= Thomas Lambert (horticulturist) =

New Zealand doctor, horticulturist, journalist

Thomas Lambert (3 December 1854 – 17 April 1944) was a New Zealand medical doctor, horticulturist, journalist and writer. He was born in Oughterard, County Galway in Ireland on 3 December 1854.

==Background==
Lambert was born in Oughterard, County Galway, to schoolmaster William Lambert, and former schoolteacher, Mary Jane Bingham. He was their eldest child. His father was a graduate of Trinity College, Dublin, and taught his son the classics. He studied medical training at St. Vincent's Hospital, Dublin, for eighteen months as a surgeon, becoming skilled at obstetrics, dressing wounds, and setting bones. During his time at St. Vincent's he published articles in the London Medical Press and Circular.

==Emigration to New Zealand==
Before he could complete his training, Lambert's family moved to New Zealand, arriving on 4 October 1875 at Spit, Wairoa, where William Lambert was appointed the first Anglican clergyman. Mary Jane Lambert was forced to make home in a two-room whare with a dirt floor, where she previously had a large house with four indoor servants.

The Lamberts founded a tree nursery and Wairoa's first chemist shop. Thomas became the de facto medical practitioner, treating both Māori and Pākehā. In 1876, he became the local correspondent for a number of newspapers based in Hawke's Bay. In time he was appointed as editor of the Wairoa Free Press, Wairoa Guardian and East Coast Mail and Wairoa Gazette, served on several local committees, and was a regular activist for the Presbyterian church and the temperance movement. He also found time to judge at horticultural shows.

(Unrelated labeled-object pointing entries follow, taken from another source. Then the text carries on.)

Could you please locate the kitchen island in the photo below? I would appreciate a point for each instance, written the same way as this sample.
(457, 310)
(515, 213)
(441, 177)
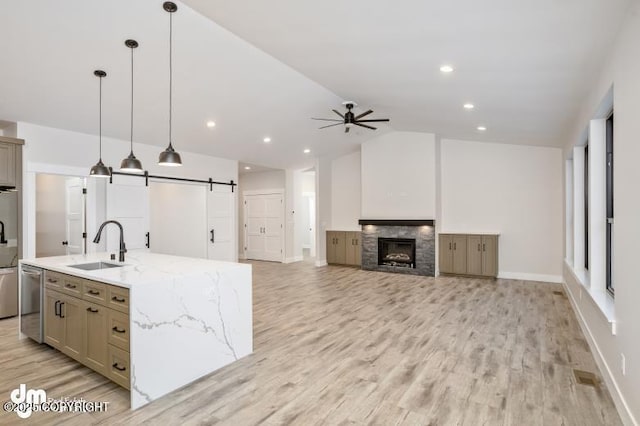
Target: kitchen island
(186, 317)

Thomas Lambert married Jessie Shears in Napier on 7 April 1886, with whom he had nine children (two were to die in infancy).

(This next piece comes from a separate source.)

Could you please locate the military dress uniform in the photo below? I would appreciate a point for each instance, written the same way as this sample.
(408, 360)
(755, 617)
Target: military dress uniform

==Wairoa railway and other interests==
From 1896, Lambert agitated for a rail link connecting Wairoa to the rest of the east coast. Travel was otherwise difficult and the future of the town was at stake. However, the railway was not completed until 1939.

Lambert became so interested in the history of the Māori of Wairoa that he became a fluent speaker, a trusted interpreter, and explorer of the district. The Māori called him Tame Ramepata. In 1925, he published The story of old Wairoa and the East Coast district, of some eight hundred pages. This was followed with Pioneering reminiscences of old Wairoa in 1936.

==Later life==
William Lambert died in 1907, leaving Thomas the sole support of his mother and sisters, as well as having to provide for his own large family. He built a handsome house and remained in Wairoa, declining offers of employment elsewhere. In his 60 years of journalism and editing Lambert regularly attended Wairoa County Council meetings. He was widely respected for his astute and fair reporting for local and national newspapers, his enthusiastic advocacy of any projects likely to boost the town or the district, and his fairness, humour and friendliness. He retired in 1938 at the age of 84, but continued writing and gardening until his death, aged 89, on 17 April 1944 at Wairoa. He was survived by his wife, Jessie, and six daughters.